RBAC Permission Analysis and Spring Security Integration with JWT

RBAC (Role‑Based Access Control) is introduced as a method of assigning permissions to users through roles, improving management efficiency and reducing permission leaks.

The article describes the four RBAC model variants—RBAC0, RBAC1, RBAC2, and RBAC3—highlighting their features such as role inheritance, mutually exclusive roles, cardinality constraints, and prerequisite roles.

User groups are explained as a way to batch‑assign roles to many users, simplifying permission administration for large teams.

Spring Security is first set up with a Maven dependency:

<dependency>
    <groupId>org.springframework.boot</groupId>
    <artifactId>spring-boot-starter-security</artifactId>
    <version>2.3.1.RELEASE</version>
</dependency>

A simple REST controller is added to test the security configuration.

In‑memory authentication is demonstrated with the following configuration:

@Configuration
public class MyWebSecurityConfig extends WebSecurityConfigurerAdapter {
    @Bean
    PasswordEncoder passwordEncoder(){
        return NoOpPasswordEncoder.getInstance();
    }
    @Override
    protected void configure(AuthenticationManagerBuilder auth) throws Exception {
        auth.inMemoryAuthentication()
            .withUser("admin").password("123").roles("admin");
    }
}

For stateless token‑based authentication, JWT is integrated. The required dependencies are added:

<dependency>
    <groupId>io.jsonwebtoken</groupId>
    <artifactId>jjwt</artifactId>
    <version>0.9.1</version>
</dependency>

The core JWT classes are provided, such as JwtUser implementing UserDetails , JwtTokenUtil for token creation, validation, and refresh, and JwtAuthenticationTokenFilter that extracts the token from the request header and sets the security context.

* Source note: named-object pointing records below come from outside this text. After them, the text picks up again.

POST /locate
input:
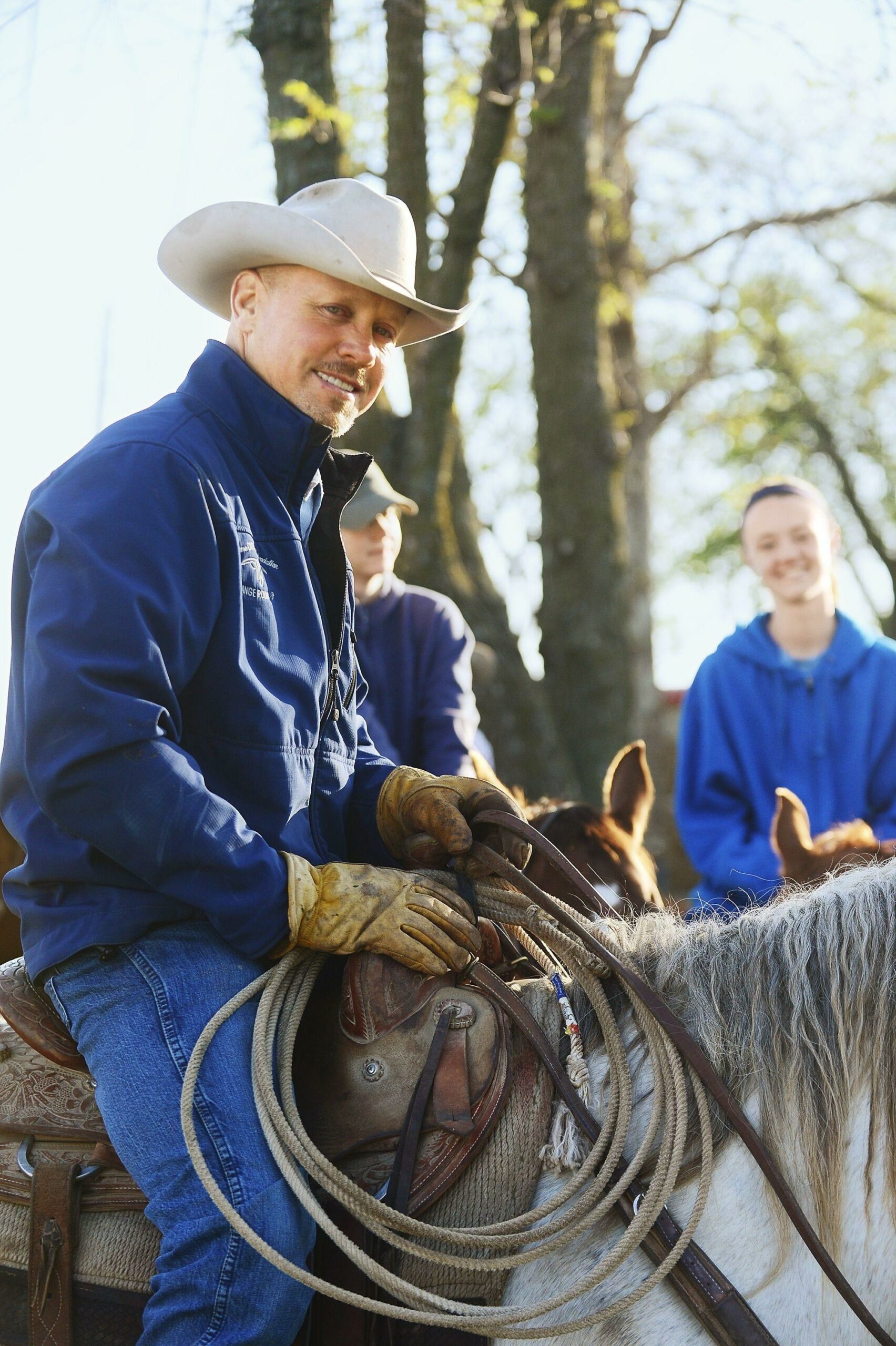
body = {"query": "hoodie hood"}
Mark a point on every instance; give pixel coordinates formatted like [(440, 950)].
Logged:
[(842, 656)]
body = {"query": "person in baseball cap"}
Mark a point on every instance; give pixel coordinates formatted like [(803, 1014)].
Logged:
[(413, 645)]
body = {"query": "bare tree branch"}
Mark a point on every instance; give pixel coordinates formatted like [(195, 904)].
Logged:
[(794, 219), (654, 38), (879, 302)]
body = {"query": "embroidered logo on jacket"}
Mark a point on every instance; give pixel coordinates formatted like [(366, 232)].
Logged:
[(254, 582)]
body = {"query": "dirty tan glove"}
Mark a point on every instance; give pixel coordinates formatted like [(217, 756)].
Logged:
[(346, 907), (413, 803)]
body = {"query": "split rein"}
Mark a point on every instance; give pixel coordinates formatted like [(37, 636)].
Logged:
[(605, 1181)]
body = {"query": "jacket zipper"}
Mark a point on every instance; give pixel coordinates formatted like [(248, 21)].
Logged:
[(353, 684), (331, 705)]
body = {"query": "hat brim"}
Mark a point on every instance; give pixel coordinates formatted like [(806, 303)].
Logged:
[(203, 253), (358, 513)]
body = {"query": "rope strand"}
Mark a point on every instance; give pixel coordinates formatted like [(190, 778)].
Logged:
[(586, 1198)]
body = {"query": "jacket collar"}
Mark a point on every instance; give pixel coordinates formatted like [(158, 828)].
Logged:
[(288, 446)]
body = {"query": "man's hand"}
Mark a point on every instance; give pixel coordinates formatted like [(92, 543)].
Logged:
[(425, 819), (348, 907)]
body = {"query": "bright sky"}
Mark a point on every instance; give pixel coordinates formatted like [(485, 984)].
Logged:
[(119, 118)]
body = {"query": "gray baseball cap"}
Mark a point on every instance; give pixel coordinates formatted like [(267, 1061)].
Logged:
[(374, 497)]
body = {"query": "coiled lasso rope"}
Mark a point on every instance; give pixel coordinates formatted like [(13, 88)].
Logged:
[(586, 1198)]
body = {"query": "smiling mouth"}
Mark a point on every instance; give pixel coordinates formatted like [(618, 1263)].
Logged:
[(342, 385)]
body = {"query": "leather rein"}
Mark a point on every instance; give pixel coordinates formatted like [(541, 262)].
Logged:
[(715, 1301)]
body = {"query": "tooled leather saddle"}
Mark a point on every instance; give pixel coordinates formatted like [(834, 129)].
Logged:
[(362, 1085), (56, 1159), (399, 1076)]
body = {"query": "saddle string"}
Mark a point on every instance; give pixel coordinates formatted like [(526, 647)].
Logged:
[(588, 1196), (564, 1146)]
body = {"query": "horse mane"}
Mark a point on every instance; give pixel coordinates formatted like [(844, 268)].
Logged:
[(796, 1006)]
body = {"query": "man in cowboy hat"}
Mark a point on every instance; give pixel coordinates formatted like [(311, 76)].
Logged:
[(413, 645), (185, 761)]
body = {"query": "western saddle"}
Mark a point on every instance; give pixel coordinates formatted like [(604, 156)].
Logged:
[(369, 1042)]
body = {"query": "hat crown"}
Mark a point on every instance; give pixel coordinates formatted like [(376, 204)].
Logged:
[(379, 229)]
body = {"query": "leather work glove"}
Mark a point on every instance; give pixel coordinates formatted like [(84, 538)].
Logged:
[(425, 819), (349, 907)]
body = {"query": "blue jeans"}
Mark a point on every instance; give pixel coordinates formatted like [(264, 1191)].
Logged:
[(136, 1011)]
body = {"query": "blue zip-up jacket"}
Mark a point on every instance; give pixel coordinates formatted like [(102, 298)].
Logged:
[(415, 652), (184, 690), (754, 722)]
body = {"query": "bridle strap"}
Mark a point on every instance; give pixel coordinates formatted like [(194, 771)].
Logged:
[(709, 1296), (690, 1051)]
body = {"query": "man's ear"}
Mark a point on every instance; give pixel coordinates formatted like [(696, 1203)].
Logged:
[(791, 835), (629, 789), (245, 298)]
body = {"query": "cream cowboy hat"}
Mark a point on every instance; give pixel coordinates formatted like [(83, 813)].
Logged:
[(341, 228)]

The security configuration is extended to register the JWT filter and enable CORS:

@Configuration
@EnableWebSecurity
public class WebSecurity extends WebSecurityConfigurerAdapter {
    @Autowired
    private JwtAuthenticationTokenFilter jwtAuthenticationTokenFilter;
    @Override
    protected void configure(HttpSecurity http) throws Exception {
        http.csrf().disable()
            .sessionManagement().sessionCreationPolicy(SessionCreationPolicy.STATELESS)
            .and().authorizeRequests()
            .antMatchers("/auth/**").permitAll()
            .anyRequest().authenticated();
        http.addFilterBefore(jwtAuthenticationTokenFilter, UsernamePasswordAuthenticationFilter.class);
    }
}

To support JSON‑based login, a custom filter CustomAuthenticationFilter overrides attemptAuthentication to read username and password from a JSON payload, and the security config replaces the default UsernamePasswordAuthenticationFilter with this custom filter.

Password encryption is handled with BCryptPasswordEncoder :

@Bean
public BCryptPasswordEncoder passwordEncoder(){
    return new BCryptPasswordEncoder();
}

When creating or validating users, passwords are encoded with bCryptPasswordEncoder.encode(rawPassword) and verified with bCryptPasswordEncoder.matches(rawPassword, encoded) , ensuring secure storage in the database.

Overall, the article provides a comprehensive guide from RBAC theory to practical Spring Security implementations, covering in‑memory authentication, JWT token handling, JSON login customization, and BCrypt password encryption.